Experimental Models of Autoimmune Prostatitis

RIERA, CM; MACCIONI, M; MOTRICH, RD; RIVERO, VE

Milan

Congreso; 15th International Congress of Immunology; 2013

International Union of Immunology Societies

Animal models have long been used to study human disease in order to identify etiologies, pathogenic mechanisms and development of therapies. Ideally, they must mimic, if not all, most of the features observed in human disease. Despite continuing debate about ethics on using animal models in biomedical research, the field has experienced considerable progress during last decades. Several animal models, particularly mouse models, have been developed. Diseases can be spontaneous (naturally occurring), or be induced by physical, chemical or biological means. The prostate is the target of several diseases, such as infection, chronic inflammation, benign hyperplasia and cancer. Autoimmune prostatitis (AP) has become to be recognized as a disease occurring in patients, and animal models of Experimental Autoimmune Prostatitis (EAP) are available. Certainly, NOD mice develop AP spontaneously with age and immunization of young males with prostate antigens induces an exacerbated disease mimicking most features observed in human pathology. Florid infiltrates circumscribed to dorsolateral prostatic lobes are observed, accompanied of humoral and T cell-mediated responses.
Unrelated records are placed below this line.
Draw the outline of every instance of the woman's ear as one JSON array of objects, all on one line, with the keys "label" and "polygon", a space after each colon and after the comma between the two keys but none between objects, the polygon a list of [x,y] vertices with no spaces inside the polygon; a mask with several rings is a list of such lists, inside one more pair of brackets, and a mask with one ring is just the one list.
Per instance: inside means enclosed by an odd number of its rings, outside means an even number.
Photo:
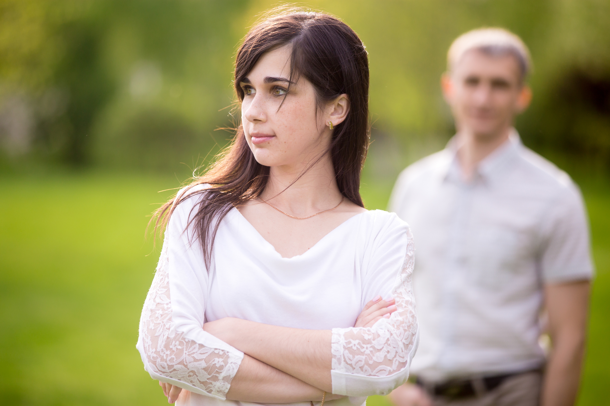
[{"label": "woman's ear", "polygon": [[347,94],[340,94],[330,104],[329,110],[328,121],[332,121],[333,126],[343,123],[350,112],[350,99]]}]

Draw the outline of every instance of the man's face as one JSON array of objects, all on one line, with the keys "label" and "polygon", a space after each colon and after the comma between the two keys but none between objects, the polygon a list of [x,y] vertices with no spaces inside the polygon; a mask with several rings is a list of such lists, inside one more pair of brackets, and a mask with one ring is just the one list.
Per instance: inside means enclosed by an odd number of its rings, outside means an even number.
[{"label": "man's face", "polygon": [[483,139],[495,138],[511,126],[529,101],[529,89],[523,85],[518,63],[511,54],[466,52],[450,76],[443,77],[443,90],[458,130]]}]

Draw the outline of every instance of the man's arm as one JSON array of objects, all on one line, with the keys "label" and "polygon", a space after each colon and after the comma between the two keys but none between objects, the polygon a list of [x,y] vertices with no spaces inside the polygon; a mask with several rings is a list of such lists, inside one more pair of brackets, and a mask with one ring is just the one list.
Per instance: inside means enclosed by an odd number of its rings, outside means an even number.
[{"label": "man's arm", "polygon": [[579,281],[544,288],[553,349],[542,387],[542,406],[572,406],[584,355],[590,283]]}]

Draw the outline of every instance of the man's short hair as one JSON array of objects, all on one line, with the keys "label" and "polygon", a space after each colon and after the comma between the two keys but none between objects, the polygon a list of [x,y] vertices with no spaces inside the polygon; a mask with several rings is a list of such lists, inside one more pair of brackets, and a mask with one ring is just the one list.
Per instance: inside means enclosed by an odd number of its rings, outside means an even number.
[{"label": "man's short hair", "polygon": [[503,28],[479,28],[462,34],[449,47],[448,71],[452,71],[464,54],[472,49],[492,56],[512,55],[518,63],[522,80],[531,68],[529,51],[521,38]]}]

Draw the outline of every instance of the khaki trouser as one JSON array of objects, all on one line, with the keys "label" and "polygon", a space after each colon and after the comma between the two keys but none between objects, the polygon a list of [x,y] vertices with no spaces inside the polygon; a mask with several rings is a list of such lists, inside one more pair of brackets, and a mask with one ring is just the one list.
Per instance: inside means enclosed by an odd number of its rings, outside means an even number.
[{"label": "khaki trouser", "polygon": [[537,406],[540,403],[542,375],[537,371],[511,376],[493,390],[480,396],[448,401],[432,398],[434,406]]}]

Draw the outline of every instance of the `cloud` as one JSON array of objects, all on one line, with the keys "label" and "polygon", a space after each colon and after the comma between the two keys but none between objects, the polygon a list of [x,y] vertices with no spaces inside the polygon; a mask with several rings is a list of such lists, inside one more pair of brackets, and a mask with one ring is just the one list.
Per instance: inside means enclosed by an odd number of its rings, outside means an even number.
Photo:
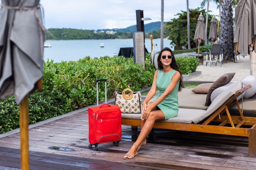
[{"label": "cloud", "polygon": [[[200,7],[202,0],[190,1],[189,8]],[[136,24],[136,10],[143,10],[144,24],[161,20],[161,1],[155,0],[41,0],[45,26],[97,30],[124,28]],[[211,2],[211,13],[218,14]],[[168,21],[181,11],[186,11],[185,1],[165,0],[164,20]]]}]

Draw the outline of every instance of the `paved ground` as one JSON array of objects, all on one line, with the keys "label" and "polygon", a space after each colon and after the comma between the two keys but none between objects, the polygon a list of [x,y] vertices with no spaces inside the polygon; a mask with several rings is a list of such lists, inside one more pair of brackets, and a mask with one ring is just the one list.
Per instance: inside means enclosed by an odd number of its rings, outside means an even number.
[{"label": "paved ground", "polygon": [[[241,56],[240,59],[238,56],[237,58],[237,62],[224,63],[221,67],[220,63],[218,63],[217,66],[212,65],[211,67],[208,63],[206,66],[205,61],[204,61],[204,64],[198,66],[196,70],[196,71],[201,71],[201,74],[187,80],[214,82],[223,74],[228,73],[236,73],[232,80],[241,80],[250,75],[249,56],[248,55],[245,57]],[[253,75],[256,75],[256,71],[253,71]]]}]

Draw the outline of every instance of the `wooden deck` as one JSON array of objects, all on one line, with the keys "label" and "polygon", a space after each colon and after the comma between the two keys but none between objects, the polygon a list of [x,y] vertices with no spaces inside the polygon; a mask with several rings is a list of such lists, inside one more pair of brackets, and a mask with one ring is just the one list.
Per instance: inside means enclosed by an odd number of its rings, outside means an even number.
[{"label": "wooden deck", "polygon": [[[256,158],[248,157],[247,137],[155,129],[139,155],[125,160],[139,132],[123,125],[119,146],[90,149],[88,113],[30,128],[30,170],[256,169]],[[0,139],[0,170],[20,169],[19,135]]]}]

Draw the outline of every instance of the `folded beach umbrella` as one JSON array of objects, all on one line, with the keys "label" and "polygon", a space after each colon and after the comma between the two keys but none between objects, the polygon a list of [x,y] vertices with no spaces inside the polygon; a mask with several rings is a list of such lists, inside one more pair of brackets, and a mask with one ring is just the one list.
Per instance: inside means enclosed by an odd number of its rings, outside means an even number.
[{"label": "folded beach umbrella", "polygon": [[240,0],[235,10],[236,28],[234,42],[236,55],[250,55],[250,68],[252,74],[252,54],[256,42],[256,0]]},{"label": "folded beach umbrella", "polygon": [[45,29],[39,2],[2,0],[1,4],[0,99],[13,94],[20,105],[22,170],[28,169],[28,95],[42,88]]},{"label": "folded beach umbrella", "polygon": [[213,16],[211,20],[211,26],[209,33],[209,40],[213,43],[217,40],[218,33],[217,32],[217,26],[216,26],[216,20],[214,16]]},{"label": "folded beach umbrella", "polygon": [[206,38],[205,30],[204,19],[201,12],[198,19],[198,23],[196,24],[195,36],[194,36],[194,42],[195,43],[198,42],[198,54],[199,54],[201,40],[202,40],[203,41]]}]

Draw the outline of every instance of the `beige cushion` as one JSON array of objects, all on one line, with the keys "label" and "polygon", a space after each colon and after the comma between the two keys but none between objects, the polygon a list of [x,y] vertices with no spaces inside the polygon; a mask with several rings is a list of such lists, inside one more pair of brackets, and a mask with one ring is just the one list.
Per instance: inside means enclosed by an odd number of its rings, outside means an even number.
[{"label": "beige cushion", "polygon": [[256,93],[256,76],[248,75],[242,80],[242,83],[243,87],[249,84],[252,86],[252,87],[243,93],[243,98],[248,99],[254,95]]},{"label": "beige cushion", "polygon": [[[179,108],[177,116],[160,121],[191,124],[195,117],[203,115],[206,111],[204,110]],[[122,118],[140,119],[141,114],[138,113],[122,113]]]},{"label": "beige cushion", "polygon": [[211,95],[212,92],[218,87],[224,86],[230,82],[234,77],[235,74],[236,74],[235,73],[226,73],[222,75],[214,82],[207,93],[205,106],[210,106],[210,104],[211,104]]},{"label": "beige cushion", "polygon": [[195,124],[197,124],[212,114],[241,88],[242,88],[242,82],[240,80],[233,83],[216,97],[203,115],[193,119],[193,122]]},{"label": "beige cushion", "polygon": [[[211,102],[212,102],[216,97],[218,96],[220,94],[224,91],[225,90],[228,88],[230,86],[231,86],[233,83],[235,83],[235,81],[230,82],[227,84],[225,84],[224,86],[221,86],[220,87],[218,87],[213,91],[211,95]],[[240,95],[239,97],[237,98],[237,100],[239,100],[242,98],[242,95]]]},{"label": "beige cushion", "polygon": [[207,94],[213,84],[213,83],[202,83],[193,88],[191,91],[195,93]]},{"label": "beige cushion", "polygon": [[206,110],[209,107],[204,105],[207,95],[195,93],[191,89],[184,88],[178,93],[179,108]]}]

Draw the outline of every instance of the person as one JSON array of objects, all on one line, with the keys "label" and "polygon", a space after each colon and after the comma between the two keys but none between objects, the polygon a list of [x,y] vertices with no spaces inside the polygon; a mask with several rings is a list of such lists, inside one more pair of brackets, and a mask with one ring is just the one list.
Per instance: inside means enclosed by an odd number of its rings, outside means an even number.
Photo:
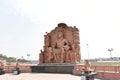
[{"label": "person", "polygon": [[0,75],[5,74],[4,69],[5,69],[5,65],[2,62],[0,62]]}]

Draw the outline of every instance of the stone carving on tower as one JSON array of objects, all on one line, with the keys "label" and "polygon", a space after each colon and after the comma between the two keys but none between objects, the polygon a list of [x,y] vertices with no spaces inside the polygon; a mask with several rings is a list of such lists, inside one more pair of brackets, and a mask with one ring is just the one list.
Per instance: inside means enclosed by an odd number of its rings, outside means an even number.
[{"label": "stone carving on tower", "polygon": [[39,63],[76,63],[80,59],[78,28],[59,23],[50,33],[46,32]]}]

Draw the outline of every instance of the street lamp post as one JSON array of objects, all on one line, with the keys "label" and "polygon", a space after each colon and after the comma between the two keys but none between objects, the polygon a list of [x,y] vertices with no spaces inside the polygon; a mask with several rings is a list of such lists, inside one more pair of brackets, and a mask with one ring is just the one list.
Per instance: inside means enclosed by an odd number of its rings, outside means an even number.
[{"label": "street lamp post", "polygon": [[113,48],[108,49],[108,51],[110,51],[110,57],[111,57],[111,59],[112,59],[112,54],[111,54],[111,51],[113,51]]},{"label": "street lamp post", "polygon": [[30,57],[30,54],[27,54],[27,57],[28,57],[28,59],[29,59],[29,57]]},{"label": "street lamp post", "polygon": [[87,45],[87,53],[88,53],[88,60],[89,60],[89,46],[88,46],[88,44],[86,44]]}]

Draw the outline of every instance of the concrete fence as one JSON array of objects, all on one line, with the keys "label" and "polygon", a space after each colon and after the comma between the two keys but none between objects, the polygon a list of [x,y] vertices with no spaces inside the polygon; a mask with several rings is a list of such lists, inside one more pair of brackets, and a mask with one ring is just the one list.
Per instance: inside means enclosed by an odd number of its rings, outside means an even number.
[{"label": "concrete fence", "polygon": [[[80,73],[80,68],[83,65],[75,65],[74,66],[74,73]],[[5,66],[6,73],[12,73],[15,69],[15,66]],[[92,69],[95,69],[98,72],[96,78],[105,78],[108,80],[120,80],[120,66],[92,66]],[[20,70],[22,73],[29,73],[31,72],[30,65],[22,65],[20,66]]]},{"label": "concrete fence", "polygon": [[[80,74],[82,67],[83,65],[75,65],[73,73]],[[95,76],[96,78],[120,80],[120,66],[92,66],[92,69],[98,72],[98,75]]]},{"label": "concrete fence", "polygon": [[[5,66],[6,73],[11,73],[13,70],[15,70],[15,66]],[[28,73],[31,72],[31,67],[29,65],[22,65],[20,66],[20,70],[22,73]]]}]

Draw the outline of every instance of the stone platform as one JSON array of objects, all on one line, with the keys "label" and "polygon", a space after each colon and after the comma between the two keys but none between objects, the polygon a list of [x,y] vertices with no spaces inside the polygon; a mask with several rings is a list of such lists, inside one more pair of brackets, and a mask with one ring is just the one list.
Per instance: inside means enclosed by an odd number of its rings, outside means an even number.
[{"label": "stone platform", "polygon": [[76,63],[41,63],[31,66],[34,73],[68,73],[72,74]]}]

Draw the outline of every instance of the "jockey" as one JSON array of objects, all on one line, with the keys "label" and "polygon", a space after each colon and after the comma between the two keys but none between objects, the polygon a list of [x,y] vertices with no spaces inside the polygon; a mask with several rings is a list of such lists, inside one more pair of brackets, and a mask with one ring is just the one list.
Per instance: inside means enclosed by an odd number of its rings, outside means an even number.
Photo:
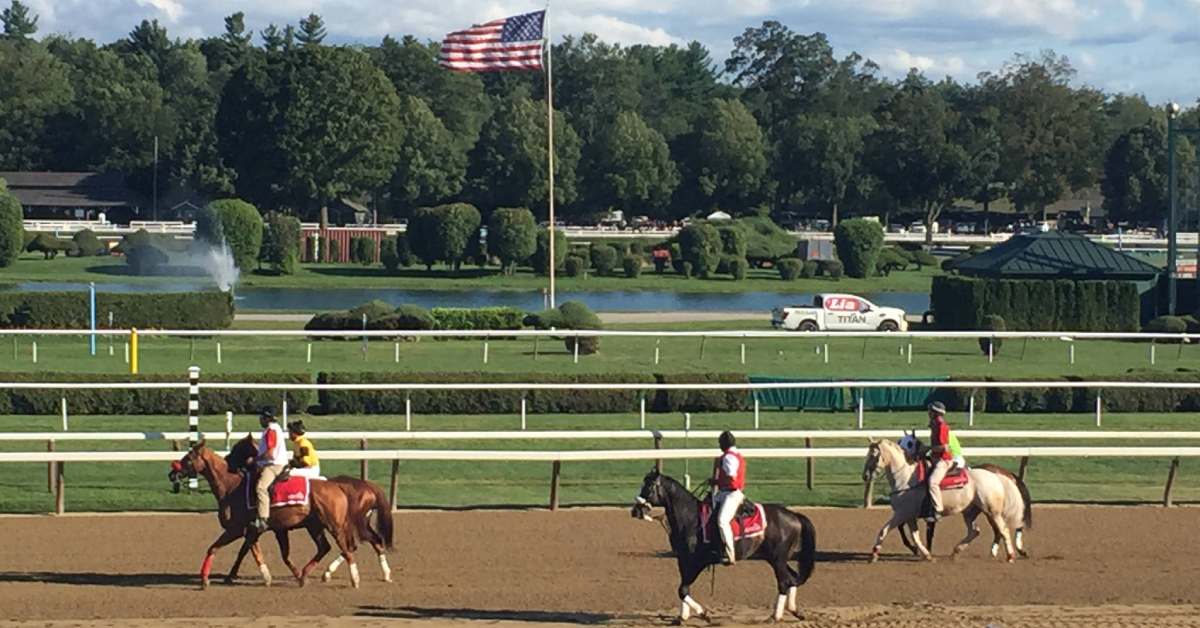
[{"label": "jockey", "polygon": [[738,453],[733,432],[728,430],[721,432],[718,444],[721,447],[721,455],[713,461],[713,478],[709,483],[716,486],[716,496],[713,502],[716,507],[716,528],[725,544],[725,564],[733,564],[736,556],[733,530],[730,525],[738,515],[738,509],[742,508],[742,502],[745,500],[742,489],[746,484],[746,461]]},{"label": "jockey", "polygon": [[295,448],[292,461],[288,462],[292,476],[300,476],[310,479],[320,477],[320,460],[317,459],[317,448],[312,445],[305,436],[304,421],[296,420],[288,424],[288,438]]},{"label": "jockey", "polygon": [[946,423],[946,406],[941,401],[929,405],[929,457],[934,468],[929,472],[929,500],[934,512],[928,521],[937,521],[942,516],[942,480],[954,463],[950,453],[950,426]]},{"label": "jockey", "polygon": [[258,519],[251,526],[263,532],[266,530],[266,520],[271,516],[271,496],[268,489],[288,463],[288,445],[271,408],[263,408],[259,412],[258,423],[263,426],[263,437],[258,441],[258,456],[254,457],[254,465],[258,467],[258,482],[254,484]]}]

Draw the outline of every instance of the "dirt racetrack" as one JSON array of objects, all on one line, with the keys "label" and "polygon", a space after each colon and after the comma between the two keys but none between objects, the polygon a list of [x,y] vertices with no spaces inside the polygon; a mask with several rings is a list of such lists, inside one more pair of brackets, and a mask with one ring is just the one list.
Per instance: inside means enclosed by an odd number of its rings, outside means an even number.
[{"label": "dirt racetrack", "polygon": [[[1033,557],[1016,564],[988,556],[988,534],[959,561],[935,563],[907,557],[893,536],[872,566],[864,552],[884,510],[805,513],[821,561],[800,588],[798,626],[1200,626],[1200,509],[1040,507],[1027,534]],[[212,515],[0,518],[0,626],[636,626],[676,612],[666,534],[628,512],[401,512],[396,522],[395,584],[379,580],[364,548],[361,590],[344,568],[300,590],[271,539],[275,586],[262,586],[247,557],[239,585],[218,579],[202,592]],[[935,554],[944,556],[962,526],[941,528]],[[311,542],[293,538],[307,560]],[[234,551],[217,555],[216,574]],[[720,569],[709,587],[706,574],[692,592],[722,626],[764,618],[775,596],[764,563]],[[204,620],[174,620],[194,617]]]}]

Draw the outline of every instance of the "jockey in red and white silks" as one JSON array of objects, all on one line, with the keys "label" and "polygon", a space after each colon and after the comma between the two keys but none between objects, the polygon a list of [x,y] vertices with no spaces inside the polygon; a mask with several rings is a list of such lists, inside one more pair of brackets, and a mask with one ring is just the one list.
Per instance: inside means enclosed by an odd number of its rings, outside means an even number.
[{"label": "jockey in red and white silks", "polygon": [[746,484],[746,461],[738,453],[737,441],[730,431],[721,432],[718,441],[721,447],[721,455],[713,462],[713,479],[716,485],[716,495],[713,498],[716,508],[716,528],[720,531],[721,542],[725,544],[725,563],[733,564],[736,556],[733,549],[733,530],[730,524],[738,515],[745,496],[742,490]]}]

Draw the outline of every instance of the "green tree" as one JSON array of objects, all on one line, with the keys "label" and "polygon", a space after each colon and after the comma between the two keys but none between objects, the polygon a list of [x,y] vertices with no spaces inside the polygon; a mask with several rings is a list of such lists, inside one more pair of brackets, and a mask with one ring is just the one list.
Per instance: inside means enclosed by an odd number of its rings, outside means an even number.
[{"label": "green tree", "polygon": [[538,250],[538,223],[526,208],[500,208],[487,220],[487,252],[512,275]]},{"label": "green tree", "polygon": [[236,198],[214,201],[209,207],[221,220],[234,264],[242,270],[253,268],[263,245],[263,215],[258,208]]},{"label": "green tree", "polygon": [[23,219],[20,202],[8,192],[5,180],[0,179],[0,268],[12,265],[25,247]]},{"label": "green tree", "polygon": [[596,140],[593,171],[602,205],[625,211],[659,208],[679,185],[679,171],[658,131],[634,112],[623,112]]},{"label": "green tree", "polygon": [[4,40],[25,41],[37,32],[37,16],[30,17],[29,7],[19,0],[12,0],[12,5],[0,11],[0,23],[4,24]]}]

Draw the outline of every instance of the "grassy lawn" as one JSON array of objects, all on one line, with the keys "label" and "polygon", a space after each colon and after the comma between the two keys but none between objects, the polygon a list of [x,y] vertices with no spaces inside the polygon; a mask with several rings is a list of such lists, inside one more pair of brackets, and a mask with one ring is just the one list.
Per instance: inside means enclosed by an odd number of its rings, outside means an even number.
[{"label": "grassy lawn", "polygon": [[[199,269],[182,269],[192,281],[203,281]],[[775,270],[751,270],[743,281],[733,281],[728,276],[719,279],[684,279],[667,273],[654,274],[648,269],[637,279],[617,277],[557,277],[557,287],[563,292],[572,291],[670,291],[670,292],[929,292],[930,280],[938,270],[908,270],[894,273],[889,277],[797,280],[785,282]],[[16,283],[23,281],[65,281],[65,282],[121,282],[137,285],[169,285],[178,282],[179,276],[140,277],[131,275],[125,261],[119,257],[90,257],[42,259],[40,255],[23,255],[16,264],[0,270],[0,282]],[[397,288],[397,289],[493,289],[493,291],[540,291],[546,287],[546,277],[528,269],[521,269],[514,276],[504,276],[496,268],[463,268],[455,273],[444,267],[434,267],[426,271],[424,267],[401,269],[389,274],[382,265],[364,267],[360,264],[301,264],[295,275],[276,276],[248,273],[238,283],[241,287],[254,288]],[[358,304],[347,304],[350,307]]]},{"label": "grassy lawn", "polygon": [[[246,323],[247,329],[296,327],[295,323]],[[767,329],[764,322],[695,323],[670,325],[626,325],[655,329]],[[32,364],[32,342],[37,342],[37,364]],[[0,341],[0,371],[126,372],[125,340],[98,340],[96,357],[88,354],[85,337],[22,335]],[[797,334],[782,339],[748,339],[746,361],[742,364],[740,339],[606,337],[600,353],[580,357],[574,363],[562,342],[553,339],[492,340],[484,364],[481,340],[431,340],[400,342],[400,360],[391,341],[372,341],[364,353],[359,340],[312,342],[307,363],[305,337],[239,336],[221,341],[193,342],[178,337],[140,339],[142,372],[182,376],[192,364],[205,372],[318,372],[318,371],[406,371],[406,372],[746,372],[798,378],[868,378],[936,376],[1098,376],[1129,369],[1200,369],[1200,347],[1158,345],[1156,363],[1150,363],[1148,342],[1078,341],[1075,364],[1069,364],[1069,346],[1057,339],[1007,341],[992,364],[973,340],[912,341],[908,364],[907,341],[901,339],[815,339]],[[828,363],[822,353],[828,343]],[[659,363],[654,348],[659,348]],[[702,348],[703,347],[703,348]],[[536,354],[535,354],[536,348]],[[702,353],[703,352],[703,353]]]},{"label": "grassy lawn", "polygon": [[[649,427],[680,429],[678,415],[653,415]],[[961,421],[961,417],[952,417]],[[774,412],[763,415],[763,429],[851,429],[852,413]],[[402,417],[306,417],[312,430],[395,430],[403,429]],[[868,414],[868,427],[912,427],[924,424],[918,413]],[[73,431],[184,431],[182,417],[77,417]],[[732,427],[743,433],[752,427],[748,414],[695,415],[694,429]],[[239,417],[236,430],[257,430],[251,417]],[[515,430],[516,417],[416,417],[415,430]],[[529,429],[636,429],[636,415],[571,415],[530,417]],[[1086,415],[980,415],[980,429],[1090,429]],[[1105,430],[1195,430],[1195,418],[1182,414],[1110,414]],[[59,419],[52,417],[2,417],[0,431],[56,431]],[[222,430],[223,419],[205,417],[202,430]],[[970,431],[960,431],[964,445],[1086,445],[1087,441],[972,441]],[[223,443],[215,443],[218,447]],[[350,449],[355,443],[325,441],[316,443],[323,450]],[[746,448],[803,447],[794,441],[745,439]],[[1109,445],[1120,442],[1105,442]],[[1184,445],[1183,442],[1138,442],[1142,445]],[[371,442],[372,449],[443,448],[443,449],[617,449],[649,448],[650,441],[426,441]],[[667,441],[666,447],[709,447],[713,443],[691,439]],[[864,447],[865,441],[818,441],[816,447]],[[2,450],[43,450],[37,442],[4,443]],[[149,443],[68,443],[59,450],[167,450],[164,442]],[[714,449],[715,455],[715,449]],[[983,462],[972,459],[972,462]],[[1016,468],[1016,460],[989,460]],[[1192,460],[1184,460],[1176,483],[1177,501],[1200,500],[1200,473]],[[817,460],[815,485],[804,486],[804,460],[757,460],[751,462],[751,496],[802,506],[854,506],[862,500],[862,460]],[[1158,459],[1034,459],[1030,463],[1028,483],[1039,502],[1153,502],[1162,498],[1169,460]],[[328,474],[356,474],[358,462],[326,462]],[[562,500],[565,504],[624,504],[636,492],[648,465],[643,462],[569,462],[563,465]],[[668,474],[692,479],[704,476],[704,461],[666,461]],[[6,463],[0,474],[0,512],[36,513],[53,509],[47,491],[44,465]],[[390,463],[372,463],[371,477],[386,486]],[[174,495],[169,492],[164,463],[72,463],[66,468],[66,502],[68,512],[84,510],[211,510],[208,492]],[[404,462],[401,466],[400,503],[418,506],[544,506],[548,496],[550,465],[544,462]],[[203,488],[203,480],[202,480]],[[886,491],[877,489],[883,500]]]}]

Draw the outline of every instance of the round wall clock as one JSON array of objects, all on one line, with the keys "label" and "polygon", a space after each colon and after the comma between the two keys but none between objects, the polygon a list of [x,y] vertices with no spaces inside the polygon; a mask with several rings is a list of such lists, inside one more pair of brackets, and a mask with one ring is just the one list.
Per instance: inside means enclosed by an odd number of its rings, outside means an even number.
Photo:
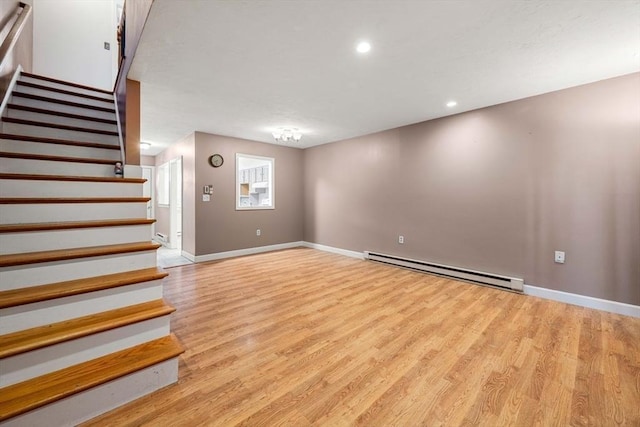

Prostate-specific IFN-γ secreting cells are detected in periphery and Th1-related cytokines in the target organ. Increased IFN-γ and IL-12 levels are observed in prostate tissue from immunized animals, while IL-10 and IL-4 levels are decreased. Moreover, mice deficient in IFN-γ, IL-12, or in factors involved in IFN-γ signaling cascade (IRF-1 or STAT-1) are resistant to EAP induction. On the contrary, IL-4-deficient animals develop a more exacerbated disease. After reviewing all the experimental evidence, we propose EAP models as valid for the study of human disease.